Comparison for the PAPR results for \(16\)-PSK modulation, and \(w=0.125\,N\) (\(N=64\))

Fig. 6
figure 6

Comparison for the PAPR results for \(16\)-PSK modulation, and \(w=0.125\,N\) (\(N=256\))

Fig. 7
figure 7

BER performance comparison for \(16\)-QAM modulation, and \(w=0.125\,N\) (\(N=64\))

Fig. 8
figure 8

BER performance comparison for \(16\)-PSK modulation, and \(w=0.25\,N\) (\(N=64\))

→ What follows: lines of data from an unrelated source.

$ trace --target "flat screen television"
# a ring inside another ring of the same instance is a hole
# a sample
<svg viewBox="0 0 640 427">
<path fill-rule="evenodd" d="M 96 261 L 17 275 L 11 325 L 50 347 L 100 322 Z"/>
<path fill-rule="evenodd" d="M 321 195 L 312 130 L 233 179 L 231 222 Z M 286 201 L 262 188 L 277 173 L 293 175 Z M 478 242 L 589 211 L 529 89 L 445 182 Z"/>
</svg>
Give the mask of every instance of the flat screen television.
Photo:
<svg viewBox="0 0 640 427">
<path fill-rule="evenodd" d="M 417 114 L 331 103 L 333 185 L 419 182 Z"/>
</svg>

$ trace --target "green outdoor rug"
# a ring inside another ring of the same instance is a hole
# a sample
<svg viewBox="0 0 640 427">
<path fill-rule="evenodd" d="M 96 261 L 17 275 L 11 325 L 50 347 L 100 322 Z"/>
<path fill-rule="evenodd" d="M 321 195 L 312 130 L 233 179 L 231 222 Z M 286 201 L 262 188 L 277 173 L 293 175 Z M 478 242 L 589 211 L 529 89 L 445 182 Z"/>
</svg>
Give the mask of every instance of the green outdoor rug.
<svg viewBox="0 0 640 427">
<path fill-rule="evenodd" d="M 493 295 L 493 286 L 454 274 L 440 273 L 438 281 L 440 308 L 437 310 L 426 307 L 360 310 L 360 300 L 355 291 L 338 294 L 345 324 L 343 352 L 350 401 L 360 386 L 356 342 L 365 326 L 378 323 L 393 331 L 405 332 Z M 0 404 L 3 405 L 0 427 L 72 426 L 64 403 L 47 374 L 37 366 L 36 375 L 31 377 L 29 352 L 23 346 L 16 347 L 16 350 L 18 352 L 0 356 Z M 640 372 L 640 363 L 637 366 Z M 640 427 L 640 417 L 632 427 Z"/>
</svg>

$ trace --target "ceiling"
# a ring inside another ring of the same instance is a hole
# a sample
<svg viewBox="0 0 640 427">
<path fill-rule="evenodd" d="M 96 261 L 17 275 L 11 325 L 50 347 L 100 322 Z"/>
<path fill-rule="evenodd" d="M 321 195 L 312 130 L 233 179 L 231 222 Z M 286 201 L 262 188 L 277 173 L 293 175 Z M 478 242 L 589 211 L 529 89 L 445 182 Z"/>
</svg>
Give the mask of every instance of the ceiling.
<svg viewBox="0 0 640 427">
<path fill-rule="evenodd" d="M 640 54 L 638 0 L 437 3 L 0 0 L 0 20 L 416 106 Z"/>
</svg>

Table 4 Simulation results for ss-[\(2.1\), \(2.2\), \(2.3\) and \(2.4\)] (\(w = 0.25N\))
Table 5 PAPR results of scenario 2 in dB (\(w=0.25N\))
Table 6 BER performance evaluation of all cases

That is, the important notice is that if the PRV size increased from \(N/8\) up to \(N/4\), the PAPR will be enhanced but the BER performance will be degrade. In general, PI-MSLM has the disadvantage of the slight degradation in the BER. Figure 7 states that the signal needs 0.6 dB more than the original signal for \(w=N/8\), while for the larger PRV size, \(w=N/4\), the required extra power is 2.2 dB. However, Table 6 summarizes the BER performance of the PI-MSLM compared with the original signal. It is shown that PI-MSLM of PRV size \(w=N/8\) performs better for the case of large PRV (\(w=N/4\)). Thus, for ss-1.1, the SNR difference was 0.6 dB, while for its corresponding case (ss-2.1, \(w=N/4\)), the required extra SNR was 2.2 dB. For ss-1.2, the difference is 0.8 dB, while for ss-2.2, the difference is 2.1 dB. For the third subscenario, ss-1.3, the difference is 0.7 dB but for its corresponding subscenario, ss-2.3 needs 2.5 dB more power. The last case required 0.5 dB for \(w=N/8\), while its corresponding case requires 2.2 dB.

7 Conclusions

This study introduced a novel technique called PI-MSLM. The proposed technique shifts a vector of 1’s of successive negation signs of length \(N/8\) over the OFDM symbols to change the magnitude of the amplitudes. At each shift stepsize, the PAPR is calculated, and the OFDM symbol with the lowest PAPR is sent to the receiver with its corresponding shift index as side information. This study focused on reducing the computational complexity, which was reduced dramatically, and PAPR reduction compared with the CSLM. It is possible to use this method without restrictions on the type of the baseband modulation, such as \(M\)-QAM or \(M\)-PSK.